The victim of my teardown is a treadmill monitor. It has push buttons and an LCD panel on the front side. On the backside, it has a metal piece to hook onto a treadmill and a lidded slot for two AA batteries.
The outer carcass of the monitor is held together by a small handful of screws that are easily visible on the backside. Though rusty, these were easy to remove.
On the inside, a large circuit board with myriad parts is firmly attached to the bottom of the carcass with small screws. These took effort to remove. The push buttons however, popped right off.
It was surprising that the screen was taped onto the carcass with mere tape! You could definitely tell how old this item was from that yellowed color….
A- Always B-be K-Knolling (if you don’t get it see this)
The circuit board – technically a Printed circuit board (PCB), is made of a series non-conductive material layers (like fiberglass) that conceal copper circuits that run along the board. Most copper circuits are protected by a thin green laminate (which can easily be scratched off!) that superficially illustrates where the copper wires lie. Some copper circuits however, are revealed, like in the case of the push-buttons and the LCD screen. Here is a cool PCB breakdown by layers graphic that I found.
PCB boards are manufactured in factories by a series of cutting machines, drilling robots, edge-polishing machines, plating the with boards copper, printing the circuit diagrams on the boards, and so on and so forth.

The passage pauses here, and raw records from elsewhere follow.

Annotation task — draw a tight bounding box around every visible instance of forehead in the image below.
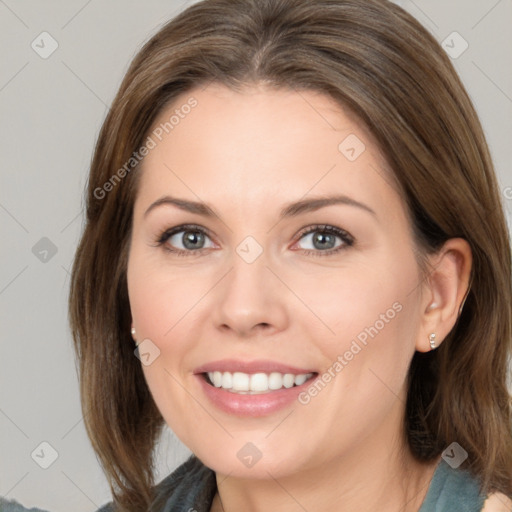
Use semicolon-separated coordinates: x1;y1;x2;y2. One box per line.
135;83;401;220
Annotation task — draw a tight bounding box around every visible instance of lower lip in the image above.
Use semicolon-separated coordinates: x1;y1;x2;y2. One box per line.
196;374;318;417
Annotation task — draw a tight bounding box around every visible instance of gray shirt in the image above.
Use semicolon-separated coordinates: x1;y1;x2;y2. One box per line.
0;455;486;512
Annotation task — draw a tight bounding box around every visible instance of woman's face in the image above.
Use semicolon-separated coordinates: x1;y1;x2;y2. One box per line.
128;84;426;478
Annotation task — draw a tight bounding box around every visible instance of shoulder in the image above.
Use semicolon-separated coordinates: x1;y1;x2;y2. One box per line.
482;493;512;512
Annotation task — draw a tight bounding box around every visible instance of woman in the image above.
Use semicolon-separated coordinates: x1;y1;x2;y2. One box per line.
64;0;512;512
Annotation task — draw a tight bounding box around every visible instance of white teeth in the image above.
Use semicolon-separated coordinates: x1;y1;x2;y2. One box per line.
212;372;222;388
233;372;249;391
208;371;313;394
295;374;308;386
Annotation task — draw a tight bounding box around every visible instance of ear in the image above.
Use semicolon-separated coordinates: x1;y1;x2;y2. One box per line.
416;238;473;352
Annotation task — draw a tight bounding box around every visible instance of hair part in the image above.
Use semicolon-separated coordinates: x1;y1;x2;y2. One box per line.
69;0;512;511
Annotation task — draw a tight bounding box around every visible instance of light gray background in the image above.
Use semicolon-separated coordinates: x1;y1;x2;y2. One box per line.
0;0;512;512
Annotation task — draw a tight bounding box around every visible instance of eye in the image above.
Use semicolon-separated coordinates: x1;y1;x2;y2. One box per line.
297;225;354;256
157;225;215;256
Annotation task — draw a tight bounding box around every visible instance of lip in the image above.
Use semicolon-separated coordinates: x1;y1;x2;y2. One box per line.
194;359;319;418
194;359;318;375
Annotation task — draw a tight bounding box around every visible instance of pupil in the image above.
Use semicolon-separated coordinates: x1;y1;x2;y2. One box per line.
313;233;334;249
183;231;204;249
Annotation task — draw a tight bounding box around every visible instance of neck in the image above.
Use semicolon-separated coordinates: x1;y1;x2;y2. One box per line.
211;408;439;512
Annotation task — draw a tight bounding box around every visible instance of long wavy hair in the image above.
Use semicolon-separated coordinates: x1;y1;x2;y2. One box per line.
69;0;512;511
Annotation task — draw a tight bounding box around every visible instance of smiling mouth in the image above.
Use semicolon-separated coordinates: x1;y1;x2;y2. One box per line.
202;371;318;395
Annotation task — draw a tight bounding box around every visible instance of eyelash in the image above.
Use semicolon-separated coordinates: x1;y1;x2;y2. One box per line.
156;224;354;257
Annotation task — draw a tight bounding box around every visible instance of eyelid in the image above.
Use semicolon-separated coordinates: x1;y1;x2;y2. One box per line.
156;224;355;256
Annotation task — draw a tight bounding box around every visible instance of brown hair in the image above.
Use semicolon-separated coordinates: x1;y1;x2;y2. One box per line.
70;0;512;511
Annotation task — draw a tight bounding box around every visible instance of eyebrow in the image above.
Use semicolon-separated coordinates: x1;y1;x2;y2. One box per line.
144;195;377;220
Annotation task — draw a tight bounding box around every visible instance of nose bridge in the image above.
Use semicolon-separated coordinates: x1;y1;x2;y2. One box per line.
216;237;286;335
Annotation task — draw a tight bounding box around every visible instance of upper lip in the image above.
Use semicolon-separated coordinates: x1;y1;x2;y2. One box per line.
194;359;316;375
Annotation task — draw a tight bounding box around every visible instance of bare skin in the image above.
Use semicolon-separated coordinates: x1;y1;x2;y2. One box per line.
128;84;471;512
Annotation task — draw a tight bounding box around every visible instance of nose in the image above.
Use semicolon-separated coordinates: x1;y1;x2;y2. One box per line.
213;253;288;338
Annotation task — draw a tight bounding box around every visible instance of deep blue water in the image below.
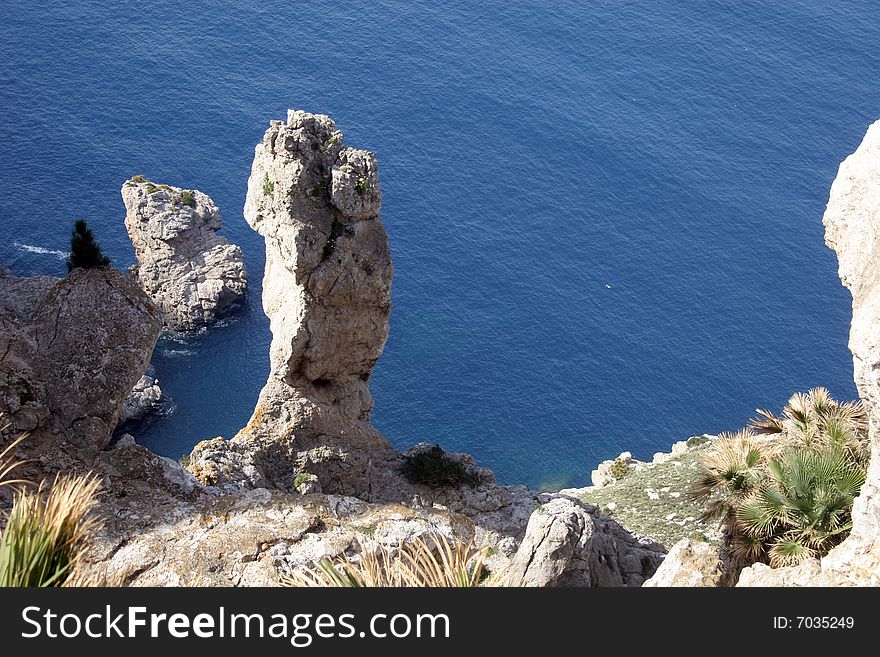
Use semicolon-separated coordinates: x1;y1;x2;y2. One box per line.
0;0;880;486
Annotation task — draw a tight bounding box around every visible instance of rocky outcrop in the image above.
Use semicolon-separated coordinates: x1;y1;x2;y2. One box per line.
191;111;398;498
642;538;722;588
740;116;880;586
122;176;247;331
0;267;161;474
119;374;165;424
823;116;880;548
506;498;593;586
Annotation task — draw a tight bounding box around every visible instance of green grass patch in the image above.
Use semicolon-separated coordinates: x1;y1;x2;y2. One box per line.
581;445;721;548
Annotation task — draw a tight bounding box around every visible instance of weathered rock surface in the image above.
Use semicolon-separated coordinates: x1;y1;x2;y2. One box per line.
0;112;663;586
736;559;824;587
506;498;593;586
739;116;880;586
642;538;722;587
122;178;247;331
0;267;161;474
191;111;398;499
119;374;165;424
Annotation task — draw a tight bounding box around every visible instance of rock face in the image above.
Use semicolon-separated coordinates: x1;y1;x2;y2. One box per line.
642;538;722;587
191;111;398;496
507;498;593;586
740;116;880;586
822;121;880;585
0;267;161;473
119;374;165;424
122;177;247;331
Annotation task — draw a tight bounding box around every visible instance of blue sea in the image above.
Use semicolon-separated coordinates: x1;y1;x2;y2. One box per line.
0;0;880;487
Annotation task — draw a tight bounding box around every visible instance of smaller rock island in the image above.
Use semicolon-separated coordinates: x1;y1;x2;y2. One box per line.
122;176;247;331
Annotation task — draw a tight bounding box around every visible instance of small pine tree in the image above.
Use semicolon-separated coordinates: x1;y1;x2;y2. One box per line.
67;219;110;272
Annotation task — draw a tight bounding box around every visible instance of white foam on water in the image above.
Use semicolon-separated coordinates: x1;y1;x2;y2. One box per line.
12;242;70;260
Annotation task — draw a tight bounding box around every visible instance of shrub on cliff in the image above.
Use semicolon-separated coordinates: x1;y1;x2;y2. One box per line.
691;388;869;582
0;418;107;587
67;219;110;272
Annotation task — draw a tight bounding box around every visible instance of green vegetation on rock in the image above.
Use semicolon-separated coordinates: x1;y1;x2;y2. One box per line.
403;445;479;488
580;443;720;548
67;219;110;272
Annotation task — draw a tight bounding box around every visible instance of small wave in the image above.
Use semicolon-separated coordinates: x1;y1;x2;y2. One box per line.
12;242;70;260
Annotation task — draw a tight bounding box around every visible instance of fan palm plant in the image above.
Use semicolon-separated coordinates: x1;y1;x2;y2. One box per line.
691;388;869;582
691;429;768;532
736;445;866;567
749;388;868;460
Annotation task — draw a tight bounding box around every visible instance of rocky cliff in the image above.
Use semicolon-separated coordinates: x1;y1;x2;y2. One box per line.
0;267;161;474
0;112;664;586
122;176;247;331
191;111;396;497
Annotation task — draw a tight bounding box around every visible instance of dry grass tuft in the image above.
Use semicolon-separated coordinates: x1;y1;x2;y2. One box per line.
284;534;486;587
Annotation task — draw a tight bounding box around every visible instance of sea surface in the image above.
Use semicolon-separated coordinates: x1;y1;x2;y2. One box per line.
0;0;880;487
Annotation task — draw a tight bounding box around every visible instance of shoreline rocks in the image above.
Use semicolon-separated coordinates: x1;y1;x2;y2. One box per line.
122;176;247;331
0;267;162;476
118;374;165;425
190;110;399;499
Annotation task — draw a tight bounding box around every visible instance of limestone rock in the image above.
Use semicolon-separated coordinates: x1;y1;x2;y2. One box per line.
191;111;399;498
822;121;880;548
642;538;721;587
822;121;880;585
122;177;247;330
738;116;880;586
506;498;593;586
0;267;161;474
736;559;828;587
119;374;165;424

This video shows the complete process.
LDC screen – is made of liquid crystal material, which I don’t really know what it means, but it looks like it is made of a series of glass and other very thin sheets of polarized film and films with electrodes.
The encasing – the rigid plastic enclosure that protects and keeps in place all the electronic parts of the monitor, as well as the buttons and batteries. Likely injection-molded in a factory.

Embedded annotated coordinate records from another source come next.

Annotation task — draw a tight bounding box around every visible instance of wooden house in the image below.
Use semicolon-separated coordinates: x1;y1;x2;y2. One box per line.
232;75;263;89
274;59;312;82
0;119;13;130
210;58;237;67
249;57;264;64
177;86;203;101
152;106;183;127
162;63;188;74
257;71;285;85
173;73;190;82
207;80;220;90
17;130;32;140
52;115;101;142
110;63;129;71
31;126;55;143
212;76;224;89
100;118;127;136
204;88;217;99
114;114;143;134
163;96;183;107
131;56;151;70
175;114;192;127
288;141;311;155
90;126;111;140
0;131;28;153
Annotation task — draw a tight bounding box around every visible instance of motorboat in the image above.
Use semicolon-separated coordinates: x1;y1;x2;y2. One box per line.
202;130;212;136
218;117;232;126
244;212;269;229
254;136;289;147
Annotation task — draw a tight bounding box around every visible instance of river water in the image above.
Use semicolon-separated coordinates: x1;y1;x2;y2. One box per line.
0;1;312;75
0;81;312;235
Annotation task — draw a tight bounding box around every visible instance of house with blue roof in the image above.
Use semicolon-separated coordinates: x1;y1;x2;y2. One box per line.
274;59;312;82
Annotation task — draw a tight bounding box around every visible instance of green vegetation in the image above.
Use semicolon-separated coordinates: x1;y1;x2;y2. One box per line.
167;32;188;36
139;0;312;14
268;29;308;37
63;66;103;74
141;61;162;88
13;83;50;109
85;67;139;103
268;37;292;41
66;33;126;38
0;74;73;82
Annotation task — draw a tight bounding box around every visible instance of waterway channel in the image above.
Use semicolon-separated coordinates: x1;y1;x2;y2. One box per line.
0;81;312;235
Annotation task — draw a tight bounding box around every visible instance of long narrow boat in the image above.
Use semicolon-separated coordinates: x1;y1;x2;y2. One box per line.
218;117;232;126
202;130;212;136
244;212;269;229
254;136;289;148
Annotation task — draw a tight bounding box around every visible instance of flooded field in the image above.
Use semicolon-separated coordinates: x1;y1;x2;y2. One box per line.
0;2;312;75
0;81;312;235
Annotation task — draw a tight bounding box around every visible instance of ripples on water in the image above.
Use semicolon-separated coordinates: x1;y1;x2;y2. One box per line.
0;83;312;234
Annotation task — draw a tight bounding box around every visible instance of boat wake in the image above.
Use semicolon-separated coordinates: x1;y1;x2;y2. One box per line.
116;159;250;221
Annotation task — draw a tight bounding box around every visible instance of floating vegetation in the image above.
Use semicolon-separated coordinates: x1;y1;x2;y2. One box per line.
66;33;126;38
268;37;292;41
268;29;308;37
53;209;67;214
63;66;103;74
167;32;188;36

The buttons – made out of hard plastic and rubber, the buttons are injection molded, then the inscriptions on them are (probably) UV printed by machines.
Back To the Board
On the monitor’s PCB board are the following:
- One TC4069UB Hex Inverter, which is responsible of inverting the signal received (if IN is LOW, then OUT is HIGH; of if IN is TRUE then OUT is FALSE)
- One LM324N operational amplifier which responds to a small input signal and produces a larger output with the same characteristics as the input.

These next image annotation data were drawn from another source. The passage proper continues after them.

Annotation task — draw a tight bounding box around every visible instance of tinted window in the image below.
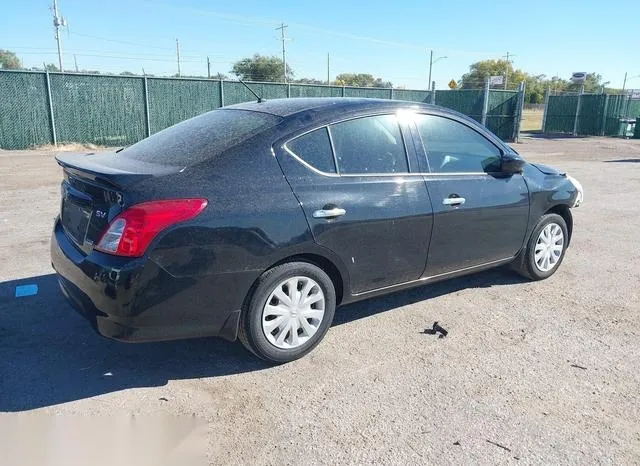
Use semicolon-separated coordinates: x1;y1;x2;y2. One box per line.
331;115;409;173
120;110;281;166
287;128;336;173
416;115;500;173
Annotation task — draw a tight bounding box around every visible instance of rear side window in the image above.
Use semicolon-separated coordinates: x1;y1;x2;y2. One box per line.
287;128;336;173
416;115;501;173
331;115;409;174
119;109;281;166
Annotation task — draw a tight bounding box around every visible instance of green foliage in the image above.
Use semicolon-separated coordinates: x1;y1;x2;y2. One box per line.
0;49;22;70
461;60;602;104
231;54;293;82
335;73;393;88
291;78;327;84
460;60;527;89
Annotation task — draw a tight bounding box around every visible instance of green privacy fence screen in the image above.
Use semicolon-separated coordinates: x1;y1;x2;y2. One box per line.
0;71;522;149
542;94;640;136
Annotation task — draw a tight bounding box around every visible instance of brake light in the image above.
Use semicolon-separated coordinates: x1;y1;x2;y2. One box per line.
95;199;208;257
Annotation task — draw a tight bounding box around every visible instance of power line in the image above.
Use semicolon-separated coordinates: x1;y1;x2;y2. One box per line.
53;0;67;71
71;31;173;50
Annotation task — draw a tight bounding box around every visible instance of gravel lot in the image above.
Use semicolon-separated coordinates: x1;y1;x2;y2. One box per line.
0;138;640;464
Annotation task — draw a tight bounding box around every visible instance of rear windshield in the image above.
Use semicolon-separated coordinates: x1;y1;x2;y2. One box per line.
119;110;281;166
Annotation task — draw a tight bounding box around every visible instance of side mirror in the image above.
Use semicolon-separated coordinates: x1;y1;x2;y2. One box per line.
500;154;527;175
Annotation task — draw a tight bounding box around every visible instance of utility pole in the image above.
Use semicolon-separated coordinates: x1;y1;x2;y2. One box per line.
429;50;448;91
327;53;331;86
176;39;182;77
53;0;67;72
427;50;433;90
276;23;289;83
504;52;515;91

- Plenty of resistors (R) of different line colors. Resistors are used to reduce current flow.
- Several 104 round ceramic capacitors (C), as well as larger cylindrical capacitors. Capacitors store electrical energy.
- Diodes (D). Diodes act as one-way-switches for current, meaning that it enables a current to flow in one direction, but prevents it to flow in the other.
- Connector Jacks (J). Connector jacks are used to connect sub-sections of a circuit together.
- Transistors (Q). Which look like short cylinders out of which a slice has been taken off. Transistors are responsible for regulating current, of for amplifying a signal into an even greater signal.
- Switches (S) (apparently, though they don’t look like it). Switches are responsible
- Meters (M). Meters measure the currents and voltages in a circuit without changing them.
Other terminology that I looked up:
- Blowers/motors (B)
- Terminals (E)
List of Tools and Techniques for Teardown
-Large screw driver star bit to detach the monitor mount from the monitor
-Medium screw driver star bit to open the monitor encasing
-Small screw driver star bit to internally dismount the circuit board from the monitor’s encasing.
-Snippets to cut the wires joining the circuit to the speaker.
My Favorite Design Elements
- The revealed copper circuitry int he areas where the buttons and LCD screen are touching the circuit board. It is elegant and I like the bit of reveal.
- The push-buttons, starting with the fact that the markings on them are still intact. This means the designers really considered the fact that users would be sweating, and selected the most lasting printing method.
Questions for Becky:
On the board, there are some components that look like one thing, but the markings label them as another thing. For example, I see what looks like a transistors that is marked as E B C on the board. I’m confused about why that is.